Here is some of the output inside the VsCode: Remote - SSH log window:

[10:46:47.518] ------

[10:46:47.518] SSH Resolver called for "ssh-remote+cn-c[007,035].server.mila.quebec", attempt 5, (Reconnection)
[10:46:47.519] SSH Resolver called for host: cn-c[007,035].server.mila.quebec
[10:46:47.519] Setting up SSH remote "cn-c[007,035].server.mila.quebec"
[10:46:47.520] Acquiring local install lock: /tmp/vscode-remote-ssh-855227e0-install.lock
[10:46:47.520] Looking for existing server data file at /home/fabrice/.config/Code/User/globalStorage/ms-vscode-remote.remote-ssh/vscode-ssh-host-855227e0-6d9b74a70ca9c7733b29f0456fd8195364076dda-0.84.0/data.json
[10:46:47.520] Using commit id "6d9b74a70ca9c7733b29f0456fd8195364076dda" and quality "stable" for server
[10:46:47.522] Install and start server if needed
[10:46:47.527] askpass server listening on /run/user/1001/vscode-ssh-askpass-e7e86db49903dbff72edcece1901eb8c786021c3.sock
[10:46:47.528] Spawning local server with {"serverId":5,"ipcHandlePath":"/run/user/1001/vscode-ssh-askpass-bace1ed1c6ac07b4dc3b702a1e5f6f1d66ccc9e5.sock","sshCommand":"ssh","sshArgs":["-v","-T","-D","36461","-o","ConnectTimeout=15","cn-c[007,035].server.mila.quebec"],"serverDataFolderName":".vscode-server","dataFilePath":"/home/fabrice/.config/Code/User/globalStorage/ms-vscode-remote.remote-ssh/vscode-ssh-host-855227e0-6d9b74a70ca9c7733b29f0456fd8195364076dda-0.84.0/data.json"}
[10:46:47.528] Local server env: {"SSH_AUTH_SOCK":"/run/user/1001/keyring/ssh","SHELL":"/bin/bash","DISPLAY":":1","ELECTRON_RUN_AS_NODE":"1","SSH_ASKPASS":"/home/fabrice/.vscode/extensions/ms-vscode-remote.remote-ssh-0.84.0/out/local-server/askpass.sh","VSCODE_SSH_ASKPASS_NODE":"/usr/share/code/code","VSCODE_SSH_ASKPASS_EXTRA_ARGS":"--ms-enable-electron-run-as-node","VSCODE_SSH_ASKPASS_MAIN":"/home/fabrice/.vscode/extensions/ms-vscode-remote.remote-ssh-0.84.0/out/askpass-main.js","VSCODE_SSH_ASKPASS_HANDLE":"/run/user/1001/vscode-ssh-askpass-e7e86db49903dbff72edcece1901eb8c786021c3.sock"}
[10:46:47.533] Spawned 6736
[10:46:47.630] > local-server-5> Spawned ssh, pid=6744
[10:46:47.634] stderr> OpenSSH_8.2p1 Ubuntu-4ubuntu0.5, OpenSSL 1.1.1f  31 Mar 2020
[10:46:47.635] stderr> Bad stdio forwarding specification '[cn-c[007,035].server.mila.quebec]:22'
[10:46:47.635] stderr> kex_exchange_identification: Connection closed by remote host
[10:46:47.635] > local-server-5> ssh child died, shutting down
[10:46:47.641] Local server exit: 0
[10:46:47.642] Received install output: local-server-5> Spawned ssh, pid=6744
OpenSSH_8.2p1 Ubuntu-4ubuntu0.5, OpenSSL 1.1.1f  31 Mar 2020
Bad stdio forwarding specification '[cn-c[007,035].server.mila.quebec]:22'
kex_exchange_identification: Connection closed by remote host
local-server-5> ssh child died, shutting down

[10:46:47.642] Failed to parse remote port from server output
[10:46:47.643] Resolver error: Error: 
    at Function.Create (/home/fabrice/.vscode/extensions/ms-vscode-remote.remote-ssh-0.84.0/out/extension.js:1:585222)

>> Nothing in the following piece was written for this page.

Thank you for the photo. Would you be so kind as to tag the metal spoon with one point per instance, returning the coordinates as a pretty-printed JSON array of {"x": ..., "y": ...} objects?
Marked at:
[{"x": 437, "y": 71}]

    at Object.t.handleInstallOutput (/home/fabrice/.vscode/extensions/ms-vscode-remote.remote-ssh-0.84.0/out/extension.js:1:583874)

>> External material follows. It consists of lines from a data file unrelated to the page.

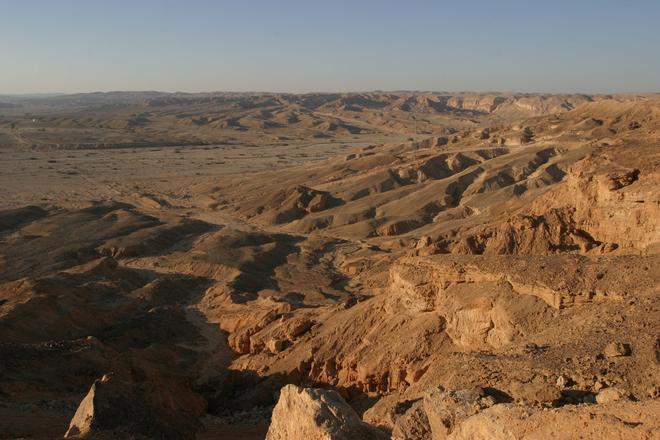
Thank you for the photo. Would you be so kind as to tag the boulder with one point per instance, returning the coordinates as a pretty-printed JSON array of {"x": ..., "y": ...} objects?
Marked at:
[
  {"x": 317, "y": 414},
  {"x": 115, "y": 408}
]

    at Object.e [as tryInstallWithLocalServer] (/home/fabrice/.vscode/extensions/ms-vscode-remote.remote-ssh-0.84.0/out/extension.js:1:624373)

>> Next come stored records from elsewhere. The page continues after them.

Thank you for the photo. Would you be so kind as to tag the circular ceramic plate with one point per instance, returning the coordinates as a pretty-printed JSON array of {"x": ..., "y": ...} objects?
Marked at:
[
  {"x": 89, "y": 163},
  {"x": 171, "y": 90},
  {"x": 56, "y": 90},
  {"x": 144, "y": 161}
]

    at processTicksAndRejections (node:internal/process/task_queues:96:5)
    at async /home/fabrice/.vscode/extensions/ms-vscode-remote.remote-ssh-0.84.0/out/extension.js:1:643506
    at async Object.t.withShowDetailsEvent (/home/fabrice/.vscode/extensions/ms-vscode-remote.remote-ssh-0.84.0/out/extension.js:1:647224)
    at async /home/fabrice/.vscode/extensions/ms-vscode-remote.remote-ssh-0.84.0/out/extension.js:1:622845
    at async T (/home/fabrice/.vscode/extensions/ms-vscode-remote.remote-ssh-0.84.0/out/extension.js:1:619351)
    at async Object.t.resolveWithLocalServer (/home/fabrice/.vscode/extensions/ms-vscode-remote.remote-ssh-0.84.0/out/extension.js:1:622460)
    at async Object.t.resolve (/home/fabrice/.vscode/extensions/ms-vscode-remote.remote-ssh-0.84.0/out/extension.js:1:644834)
    at async /home/fabrice/.vscode/extensions/ms-vscode-remote.remote-ssh-0.84.0/out/extension.js:1:727082
[10:46:47.644] ------
breuleux commented 2 years ago

Hah, I see. Shouldn't be difficult to fix if we make mila code connect to the first node in the list.